Saturday, May 29, 2010

The Real Threat

I know, Dear Readers, that yours are busy lives and you often are so bogged down in the little calamities of day to day living that you don't have the luxury of stopping to consider the big picture. 


Fear not, I've got it covered.  Since I'm not constrained by having any sort of a real life, I'm able to search the globe, watch the skies, and keep watch over all of you.


A waste of time?  Maybe.


Until I found this:
Giant Balls of Costa Rica


It seems the place is lousy with perfectly round balls of rock.  Archaeologists seem to think they're pretty old, and can't figure out how people made these things with tools available at the time, or how they moved them for that matter.  They've been working on this since the '30s and they're still no further along.


Until now.


The big mistake made up until now was the assumption that people were responsible.  Sure, there was some noise that aliens might have made them.  Bipedal, humanoid aliens.  In other words, space people.


The truth is far simpler, Dear Reader, and far stranger.


Giant dung beetles.


That's right.  These balls are even older than we thought.  They're fossilized dinosaur dung, rolled into perfect spheres by ancient dung beetles, measuring an estimated 40' tall, which would weigh in at somewhere around 6,000 tons.  I know what you're thinking: dung beetles are renowned for their great strength and can move objects several times their own weight.  Surely, a beetle of 40 or 50 pounds could roll these balls which weigh no more than 32,000 pounds.

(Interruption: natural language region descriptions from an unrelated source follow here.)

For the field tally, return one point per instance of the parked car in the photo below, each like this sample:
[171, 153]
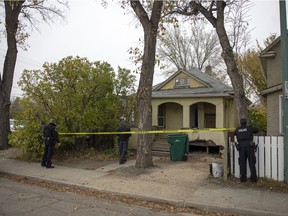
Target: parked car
[13, 125]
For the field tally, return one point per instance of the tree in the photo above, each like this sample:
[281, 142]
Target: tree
[254, 79]
[150, 24]
[214, 12]
[195, 48]
[16, 36]
[78, 93]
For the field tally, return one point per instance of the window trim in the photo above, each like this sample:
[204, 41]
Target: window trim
[281, 114]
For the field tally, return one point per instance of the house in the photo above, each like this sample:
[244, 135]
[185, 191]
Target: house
[270, 62]
[193, 99]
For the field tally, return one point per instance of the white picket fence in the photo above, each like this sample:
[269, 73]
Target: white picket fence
[269, 158]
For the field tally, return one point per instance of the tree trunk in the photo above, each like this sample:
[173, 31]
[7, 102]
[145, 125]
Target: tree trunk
[12, 11]
[233, 72]
[150, 26]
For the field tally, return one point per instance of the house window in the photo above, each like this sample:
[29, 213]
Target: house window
[181, 82]
[281, 114]
[161, 115]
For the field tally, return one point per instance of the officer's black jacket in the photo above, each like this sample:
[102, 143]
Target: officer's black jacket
[244, 135]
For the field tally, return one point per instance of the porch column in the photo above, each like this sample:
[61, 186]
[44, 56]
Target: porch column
[186, 116]
[220, 117]
[155, 114]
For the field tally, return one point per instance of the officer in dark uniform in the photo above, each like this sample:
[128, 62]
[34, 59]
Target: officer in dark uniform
[50, 139]
[246, 149]
[123, 141]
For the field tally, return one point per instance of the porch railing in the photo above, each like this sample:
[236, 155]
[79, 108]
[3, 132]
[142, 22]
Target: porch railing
[269, 158]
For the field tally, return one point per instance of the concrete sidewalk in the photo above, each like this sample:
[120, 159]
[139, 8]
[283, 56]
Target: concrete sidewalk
[209, 197]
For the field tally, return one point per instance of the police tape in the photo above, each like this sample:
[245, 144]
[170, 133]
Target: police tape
[152, 131]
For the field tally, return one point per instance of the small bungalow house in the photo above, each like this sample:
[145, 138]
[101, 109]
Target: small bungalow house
[270, 62]
[193, 99]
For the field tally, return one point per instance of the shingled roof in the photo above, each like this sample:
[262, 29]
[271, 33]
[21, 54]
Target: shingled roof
[214, 88]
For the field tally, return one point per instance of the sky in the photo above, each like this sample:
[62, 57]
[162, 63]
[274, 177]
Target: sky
[106, 34]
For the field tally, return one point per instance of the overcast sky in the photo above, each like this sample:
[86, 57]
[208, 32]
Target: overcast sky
[106, 34]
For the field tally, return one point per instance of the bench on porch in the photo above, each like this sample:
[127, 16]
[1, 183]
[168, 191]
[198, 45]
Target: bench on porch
[208, 145]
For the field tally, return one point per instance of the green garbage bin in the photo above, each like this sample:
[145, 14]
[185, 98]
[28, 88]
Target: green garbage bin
[178, 146]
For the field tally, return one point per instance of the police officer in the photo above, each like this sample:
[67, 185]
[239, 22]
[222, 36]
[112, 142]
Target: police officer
[123, 141]
[244, 135]
[50, 139]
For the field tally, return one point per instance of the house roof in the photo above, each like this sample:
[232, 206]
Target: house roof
[212, 87]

And you'd be right.  A 50 pound dung beetle would be well able to handle any of these stone balls.  Only, they weren't stone then.  They were poop.  They hadn't yet dehydrated and compressed, never mind the mass loss due to decomposition and... erm, ingestion.  Believe me, I've done the math.  We're talking about 6,000 ton beetles hauling balls 100 times heavier.


Only now, no one can find them.  No remains.  Nothing in the fossil record.  Not a single scrap of evidence.


They're that smart.


Scientists are right in assuming that the creation of these orbs requires advanced mathematical systems.  That's right, superintelligent giant dung beetles with advanced geometry and possibly calculus.  We can't be sure.


It's only 1,600 miles from Costa Rica to Texas.  They've had plenty of time, and we can assume that they're smart enough to evade immigration.  


For all we know, they're already here.


Now, some people will tell you that there's no such thing as giant dung beetles.  Some people, these so-called smart people, claim that there's no need to leap to such outlandish conclusions based on such flimsy evidence.


But can we really afford to take that chance?




That's why I want all of you, each and every one of you, whether you're a proud American or just wish you were, to write to Washington, write to your senator, your representative.  Demand to know what is being done to protect your nation and your excrement from Latin American, superintelligent giant beetles.


What if they're already here and ready to strike?  Can we really afford to be "reasonable" and "sensible"?  Act now, Dear Reader!  Our nation, our world, and yes, our poo may depend on it!